Os portões são elementos das construções que trazem junto à estrutura toda influência de um tempo, marcando a época e inspirando o olhar por seus detalhes, curvas e expressividade. Posicionado na parte superior trazendo um plano de fundo para os personagens, pois é na frente dos portões das casas, prédios históricos e igrejas que todas essas manifestações acontecem.
A composição dos personagens foi pensada de forma minuciosa com pesquisa e estudo, buscando extrair de forma múltipla a abundância presente nos movimentos culturais da cidade. Na minha ótica todos os personagens culturais e público poderiam se misturar como acontece no festival, e assim comecei a construção dessa etapa.
A Marisqueira, figura que está na base da composição do cartaz representando as mulheres da comunidade pesqueira de São Cristóvão. A manutenção desse ofício evidencia a importância delas na formação da identidade cultural do município, partindo desse olhar sua presença se faz essencial na arte.

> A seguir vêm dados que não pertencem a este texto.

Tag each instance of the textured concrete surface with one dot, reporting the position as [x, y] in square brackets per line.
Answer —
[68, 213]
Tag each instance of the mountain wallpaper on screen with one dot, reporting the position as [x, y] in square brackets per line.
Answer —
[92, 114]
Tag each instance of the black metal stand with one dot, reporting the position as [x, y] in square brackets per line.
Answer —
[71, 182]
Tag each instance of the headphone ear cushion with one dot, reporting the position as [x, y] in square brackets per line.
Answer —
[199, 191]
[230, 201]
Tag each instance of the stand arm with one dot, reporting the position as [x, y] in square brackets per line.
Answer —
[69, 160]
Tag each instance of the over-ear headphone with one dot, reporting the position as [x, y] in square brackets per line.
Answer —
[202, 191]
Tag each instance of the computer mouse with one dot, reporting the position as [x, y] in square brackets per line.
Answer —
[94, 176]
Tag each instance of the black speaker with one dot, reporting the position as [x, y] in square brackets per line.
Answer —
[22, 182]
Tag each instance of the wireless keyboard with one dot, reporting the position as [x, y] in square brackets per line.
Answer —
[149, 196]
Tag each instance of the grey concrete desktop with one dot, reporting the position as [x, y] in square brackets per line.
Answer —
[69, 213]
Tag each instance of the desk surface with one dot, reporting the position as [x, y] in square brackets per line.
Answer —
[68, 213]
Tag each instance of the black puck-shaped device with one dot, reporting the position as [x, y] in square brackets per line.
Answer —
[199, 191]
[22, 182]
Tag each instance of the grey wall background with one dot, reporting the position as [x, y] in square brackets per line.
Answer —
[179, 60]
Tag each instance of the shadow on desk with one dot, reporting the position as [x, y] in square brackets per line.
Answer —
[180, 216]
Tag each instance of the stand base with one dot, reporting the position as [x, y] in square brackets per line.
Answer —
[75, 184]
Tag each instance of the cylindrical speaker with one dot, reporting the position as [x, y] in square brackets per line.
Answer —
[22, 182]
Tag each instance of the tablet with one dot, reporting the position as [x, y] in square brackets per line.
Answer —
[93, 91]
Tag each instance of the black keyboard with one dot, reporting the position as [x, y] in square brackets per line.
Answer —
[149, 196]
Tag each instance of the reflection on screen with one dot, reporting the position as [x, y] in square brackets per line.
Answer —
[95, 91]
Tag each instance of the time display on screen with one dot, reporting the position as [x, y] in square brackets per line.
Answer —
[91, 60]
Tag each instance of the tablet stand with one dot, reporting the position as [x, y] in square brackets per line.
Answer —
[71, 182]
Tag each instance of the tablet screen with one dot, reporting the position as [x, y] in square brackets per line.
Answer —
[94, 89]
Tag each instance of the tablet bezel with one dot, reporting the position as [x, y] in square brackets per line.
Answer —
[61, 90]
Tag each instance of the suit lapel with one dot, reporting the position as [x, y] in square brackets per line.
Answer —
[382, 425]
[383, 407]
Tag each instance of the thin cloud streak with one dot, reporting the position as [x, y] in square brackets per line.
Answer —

Além da marisqueira, escolhi trazer outros personagens importantes para cultura, entre eles, a Caceteira do Mestre Rindú tocando chocalho, tradição existente há mais 160 anos.
O Tocador de Zabumba foi o escolhido para representar o Samba de Coco da Ilha, tradição do povoado de Ilha Grande, liderado pelas Mestras Madá e Adelaide.
No centro, a Menina do Reisado, dançando, trazendo as cores para a criação
com sua vestimenta alegre e as fitas coloridas que atravessam os personagens e o cenário, propondo movimento para a arte.
Somando a composição, na parte superior, A Chegança, representada pelo Padre/Vigário, movimento presente na história de São Cristóvão, herança do período da colonização portuguesa.
Nas laterais escolhi retratar o público, a grande atração do Festival, representado por duas mulheres de gerações diferentes que aparecem alegres vivenciando a experiência do Festival de Artes de São Cristóvão. Finalizando a estrutura que apresenta a parte principal do cartaz, que são as manifestações culturais e as pessoas que fazem do FASC um dos maiores festivais do país.